PCPA is just one piece of a national bureaucracy devoted entirely to controlling the cost of patented medicines. The Patented Medicine Prices Review Board (PMPRB) has regulated prices since 1987, and the Canadian Agency for Drugs and Technology in Health (CADTH) has conducted health technology assessments since 1989. Plus, a federal super bureaucracy is in the works (the Canada Drug Agency).

Maybe the most convincing reason national pharmacare is unlikely to produce significant savings on patented drug costs is that prices and expenditures on such drugs are not out of control. Prices here are moderate compared to other countries. The 2022 annual report of the prices review board compared foreign and Canadian prices for matched products using “purchasing power parity” — i.e., controlling for currency differences. It found that average prices were higher in seven of the 11 other reference countries it looked at — on average by 22.3 per cent. And the board no longer uses the U. S. and Switzerland for its comparisons, deeming them “high cost” jurisdictions. If they had been included, Canada would have ranked 10th out of 14 current and former high-income comparison countries.

The direct cost of patented drugs is much less than commonly believed. The Canadian Institute for Health Information (CIHI) reported national (public and private) spending on drugs totaling $49.4 billion in 2022. That includes both retail and hospital spending for non-patented drugs, non-prescribed drugs, pharmacist fees, public drug plan administration and even R&D spending by pharmaceutical companies. And it excludes rebates negotiated between manufacturers and public drug plans.

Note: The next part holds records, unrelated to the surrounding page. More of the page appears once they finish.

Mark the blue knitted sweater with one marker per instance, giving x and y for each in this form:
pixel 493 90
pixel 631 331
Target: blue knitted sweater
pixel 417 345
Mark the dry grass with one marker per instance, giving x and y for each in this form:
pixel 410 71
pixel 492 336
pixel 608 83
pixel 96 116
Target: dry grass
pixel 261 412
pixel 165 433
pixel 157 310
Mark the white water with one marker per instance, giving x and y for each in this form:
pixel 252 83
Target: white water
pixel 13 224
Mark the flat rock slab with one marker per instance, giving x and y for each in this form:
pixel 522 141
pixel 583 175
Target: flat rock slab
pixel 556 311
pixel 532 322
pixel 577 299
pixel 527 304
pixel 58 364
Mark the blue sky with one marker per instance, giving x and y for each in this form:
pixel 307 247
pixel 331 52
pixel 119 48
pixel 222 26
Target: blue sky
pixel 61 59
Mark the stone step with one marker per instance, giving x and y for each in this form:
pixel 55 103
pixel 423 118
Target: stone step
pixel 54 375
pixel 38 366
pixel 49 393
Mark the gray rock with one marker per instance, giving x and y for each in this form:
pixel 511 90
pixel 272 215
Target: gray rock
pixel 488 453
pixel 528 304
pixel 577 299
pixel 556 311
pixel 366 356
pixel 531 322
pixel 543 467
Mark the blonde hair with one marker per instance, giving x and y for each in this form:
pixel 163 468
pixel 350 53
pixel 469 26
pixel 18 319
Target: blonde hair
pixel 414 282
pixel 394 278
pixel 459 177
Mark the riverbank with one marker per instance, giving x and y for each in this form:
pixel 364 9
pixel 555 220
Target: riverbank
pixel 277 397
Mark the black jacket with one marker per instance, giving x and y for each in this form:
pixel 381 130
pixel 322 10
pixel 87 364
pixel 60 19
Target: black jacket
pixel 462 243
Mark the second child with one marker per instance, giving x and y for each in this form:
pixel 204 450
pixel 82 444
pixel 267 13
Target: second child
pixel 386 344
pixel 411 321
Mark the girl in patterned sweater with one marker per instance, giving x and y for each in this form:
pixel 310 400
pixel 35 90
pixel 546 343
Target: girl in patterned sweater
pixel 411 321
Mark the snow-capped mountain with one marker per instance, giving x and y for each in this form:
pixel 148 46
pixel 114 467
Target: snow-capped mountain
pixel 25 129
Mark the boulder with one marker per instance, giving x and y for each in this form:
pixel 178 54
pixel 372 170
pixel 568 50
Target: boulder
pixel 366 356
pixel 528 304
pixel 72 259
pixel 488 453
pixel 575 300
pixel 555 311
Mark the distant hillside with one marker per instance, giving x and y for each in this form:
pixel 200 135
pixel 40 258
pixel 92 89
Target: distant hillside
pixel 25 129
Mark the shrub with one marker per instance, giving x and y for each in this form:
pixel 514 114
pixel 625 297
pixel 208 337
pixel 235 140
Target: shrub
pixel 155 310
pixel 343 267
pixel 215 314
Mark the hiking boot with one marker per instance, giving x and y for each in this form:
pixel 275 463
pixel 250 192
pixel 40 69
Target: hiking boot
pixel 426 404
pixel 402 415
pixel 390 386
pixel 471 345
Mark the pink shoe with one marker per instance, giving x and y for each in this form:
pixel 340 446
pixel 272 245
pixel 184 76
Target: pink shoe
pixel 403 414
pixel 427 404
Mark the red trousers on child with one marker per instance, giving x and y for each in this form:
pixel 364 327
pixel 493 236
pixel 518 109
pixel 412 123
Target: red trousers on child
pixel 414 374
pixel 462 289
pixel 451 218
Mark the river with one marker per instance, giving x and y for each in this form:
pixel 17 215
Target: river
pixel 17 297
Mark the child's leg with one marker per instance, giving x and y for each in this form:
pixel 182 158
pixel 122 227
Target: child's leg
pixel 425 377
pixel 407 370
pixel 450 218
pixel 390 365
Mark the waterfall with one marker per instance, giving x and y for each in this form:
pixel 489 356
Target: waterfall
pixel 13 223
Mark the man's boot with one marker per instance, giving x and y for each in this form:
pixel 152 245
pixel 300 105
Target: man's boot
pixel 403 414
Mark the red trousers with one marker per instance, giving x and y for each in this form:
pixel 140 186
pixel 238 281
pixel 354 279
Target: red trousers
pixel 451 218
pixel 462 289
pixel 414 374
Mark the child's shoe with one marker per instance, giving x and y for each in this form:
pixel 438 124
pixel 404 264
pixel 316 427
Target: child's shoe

Detailed data from the prices review board annual report show gross national sales of all patented drugs at manufacturers’ list prices were $18.4 billion in 2022 — only 37.2 per cent of the CIHI’s global total. And after accounting for rebates, expenditure totaled $15.6 billion — just 31.5 per cent of total drug spending.

That $15.6 billion is only 4.7 per cent of overall national health expenditure, which was $334.4 billion in 2022. Moreover, the public component of that drug spending was just $5 billion — or 1.5 per cent of total health care spending.

Just one more number: Of the $239.9 billion in total public health expenditure, that $5 billion accounted for just 2.1 per cent. Out of every dollar our governments spend on health care, prescription drugs account for two cents.

If anything, given the impressive benefits of pharmaceutical innovation, new medicines should probably account for a bigger share of health expenditures. Pharmaceuticals are often the most efficient and sometimes the only treatment available. Doctors and hospitals could not deliver modern medical care without them.

Patented medicines embody the latest therapeutic advances. But producing them is expensive, time-consuming, and slow. Imposing excessive cost controls on them is seriously counterproductive.

The current government seems unlikely to rethink its pharmacare policy. But there are ways to close drug coverage gaps without disrupting existing public or private drug plans and at a fraction of the cost estimated for national pharmacare. A government-in-waiting should take a serious look at them.